Jeremy: Yeah, hello people. It’s great to be back.
Kaiser: So, Jeremy, before we jump into our conversation, why don’t you tell everyone what you’ve been doing for the last year? I mean, we barely see you on Twitter, which seems a deliberate decision on your part. So, where should people be looking for you on socials these days?

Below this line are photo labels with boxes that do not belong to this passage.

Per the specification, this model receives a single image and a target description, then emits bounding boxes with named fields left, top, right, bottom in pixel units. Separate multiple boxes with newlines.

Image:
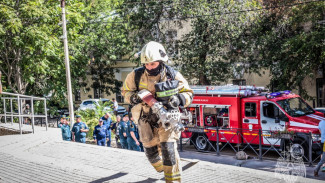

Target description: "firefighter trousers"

left=138, top=119, right=182, bottom=182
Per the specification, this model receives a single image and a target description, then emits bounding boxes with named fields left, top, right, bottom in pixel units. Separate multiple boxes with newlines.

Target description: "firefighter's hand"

left=168, top=95, right=180, bottom=108
left=130, top=93, right=142, bottom=104
left=151, top=102, right=168, bottom=121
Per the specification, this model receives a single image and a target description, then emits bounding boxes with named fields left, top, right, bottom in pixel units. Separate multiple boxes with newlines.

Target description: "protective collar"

left=146, top=62, right=162, bottom=76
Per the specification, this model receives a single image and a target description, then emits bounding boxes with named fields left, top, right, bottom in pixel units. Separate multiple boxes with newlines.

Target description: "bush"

left=76, top=102, right=116, bottom=139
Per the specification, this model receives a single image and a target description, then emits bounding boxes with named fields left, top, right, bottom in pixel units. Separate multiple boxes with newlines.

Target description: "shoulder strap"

left=164, top=64, right=176, bottom=80
left=134, top=64, right=176, bottom=91
left=134, top=67, right=145, bottom=91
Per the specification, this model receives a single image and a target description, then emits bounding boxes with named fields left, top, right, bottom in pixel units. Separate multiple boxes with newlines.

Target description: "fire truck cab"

left=182, top=86, right=325, bottom=155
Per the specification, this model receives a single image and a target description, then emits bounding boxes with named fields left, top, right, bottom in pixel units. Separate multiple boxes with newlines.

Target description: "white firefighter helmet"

left=141, top=41, right=168, bottom=64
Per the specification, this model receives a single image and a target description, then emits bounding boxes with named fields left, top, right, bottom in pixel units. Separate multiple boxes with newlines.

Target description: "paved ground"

left=0, top=124, right=323, bottom=183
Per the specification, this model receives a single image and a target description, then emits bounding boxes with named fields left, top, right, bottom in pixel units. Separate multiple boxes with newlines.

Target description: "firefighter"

left=126, top=114, right=140, bottom=151
left=59, top=115, right=71, bottom=141
left=71, top=115, right=89, bottom=143
left=100, top=112, right=112, bottom=147
left=122, top=41, right=193, bottom=182
left=93, top=118, right=109, bottom=146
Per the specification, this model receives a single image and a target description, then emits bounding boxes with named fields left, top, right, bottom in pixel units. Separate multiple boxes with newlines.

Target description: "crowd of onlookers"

left=58, top=112, right=143, bottom=151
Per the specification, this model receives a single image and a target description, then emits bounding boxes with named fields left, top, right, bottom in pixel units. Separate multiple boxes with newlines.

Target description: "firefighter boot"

left=158, top=127, right=182, bottom=182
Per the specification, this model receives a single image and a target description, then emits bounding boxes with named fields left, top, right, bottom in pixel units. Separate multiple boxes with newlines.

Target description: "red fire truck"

left=182, top=85, right=325, bottom=157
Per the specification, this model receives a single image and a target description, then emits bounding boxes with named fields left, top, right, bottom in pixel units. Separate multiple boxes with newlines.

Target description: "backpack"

left=134, top=64, right=176, bottom=91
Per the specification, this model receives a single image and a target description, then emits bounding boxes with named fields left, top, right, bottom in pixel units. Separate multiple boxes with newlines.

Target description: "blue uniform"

left=134, top=125, right=144, bottom=152
left=100, top=116, right=112, bottom=147
left=59, top=124, right=71, bottom=141
left=126, top=121, right=140, bottom=151
left=118, top=121, right=128, bottom=149
left=93, top=125, right=108, bottom=146
left=72, top=122, right=88, bottom=143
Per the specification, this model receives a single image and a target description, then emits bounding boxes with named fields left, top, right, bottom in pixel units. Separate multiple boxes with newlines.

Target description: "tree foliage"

left=0, top=0, right=128, bottom=107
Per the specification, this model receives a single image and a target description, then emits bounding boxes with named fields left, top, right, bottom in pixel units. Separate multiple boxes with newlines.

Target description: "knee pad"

left=144, top=146, right=160, bottom=163
left=160, top=142, right=176, bottom=166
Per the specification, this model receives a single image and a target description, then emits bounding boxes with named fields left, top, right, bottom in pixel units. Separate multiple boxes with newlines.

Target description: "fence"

left=180, top=127, right=322, bottom=166
left=0, top=92, right=48, bottom=134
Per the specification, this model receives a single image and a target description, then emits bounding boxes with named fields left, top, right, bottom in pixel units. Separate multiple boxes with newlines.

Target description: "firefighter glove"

left=177, top=93, right=186, bottom=106
left=130, top=93, right=142, bottom=105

And what have you been doing with yourself?
Jeremy: Yeah. Not on Twitter for sure. I don’t really like the way that other white South African is running things over there. (laughs)
Kaiser: Yeah. Neither do I.
Jeremy: I think it’s a cesspit, and I would recommend everybody leaves, like now. You can find me on social media, the only place I really post actively is Bluesky. I’ve been working with the great team at ChinaFile with Suzy Jakes.
Kaiser: Yeah, Suzy.
Jeremy: The Asia Society’s website. So, I’m working as an editor there. And I’m tinkering around with a bunch of other things. I’m playing around with a weekly newsletter about China that you can find the initial experimentations at thechinaweek.com. And I’m not sure where I’ll go with it, but anyone interested in us is welcome to give me feedback or send rotten tomatoes. And I am just really contemplating the dire state of our world and wondering whether I should just lock the gate to Goldkorn Holler and commit to homesteading.
Kaiser: Well, today we’re going to try to talk about something a little sunnier, yeah? A little happier.
Jeremy: Yeah. Some of it. (laughs)
Kaiser: Well, I mean, so yeah, just to cut to it, I wanted to focus our conversation today on whether what we are experiencing right now in China discourse, just in the last couple of weeks, constitutes an actual narrative shift in the U.S. when it comes to China. Listeners are all aware of what I would regard as the two major impetus, “impeti?” for this. I did a show with Ivy Yang and David Fishman about the whole phenomenon of TikTok refugees on Xiaohongshu and how that has popularized this idea that, rightly or wrongly, “Hey, we young people have been fed a whole lot of anti-China propaganda from the U.S. side. We’ve been gaslighted” — gaslit? I don’t know — “when it comes to China. And the media has presented a really one-sided view of China.” Of course, there was that, and then there was DeepSeek-R1, which arguably has been having an even bigger impact.
Let me quickly add that since neither of us are equipped to discuss the finer technical details of DeepSeek, we aren’t going to embarrass ourselves and try to tackle any of these questions that are raised in the aftermath of R1’s drop, questions about whether their team distilled output from ChatGPT to train its model quickly, you know, whether that $5.6 million in training means… Anyway, we can do that another time. And I’ll talk a little later about somebody I’m going to have back onto the show to talk about all that. But we can definitely talk about how this has been perceived more broadly. So, Jeremy, I know you’ve been thinking about this an awful lot, and I’m sure you can put your finger on other major drivers, besides the TikTok refugees and DeepSeek. But what would some of those be for you?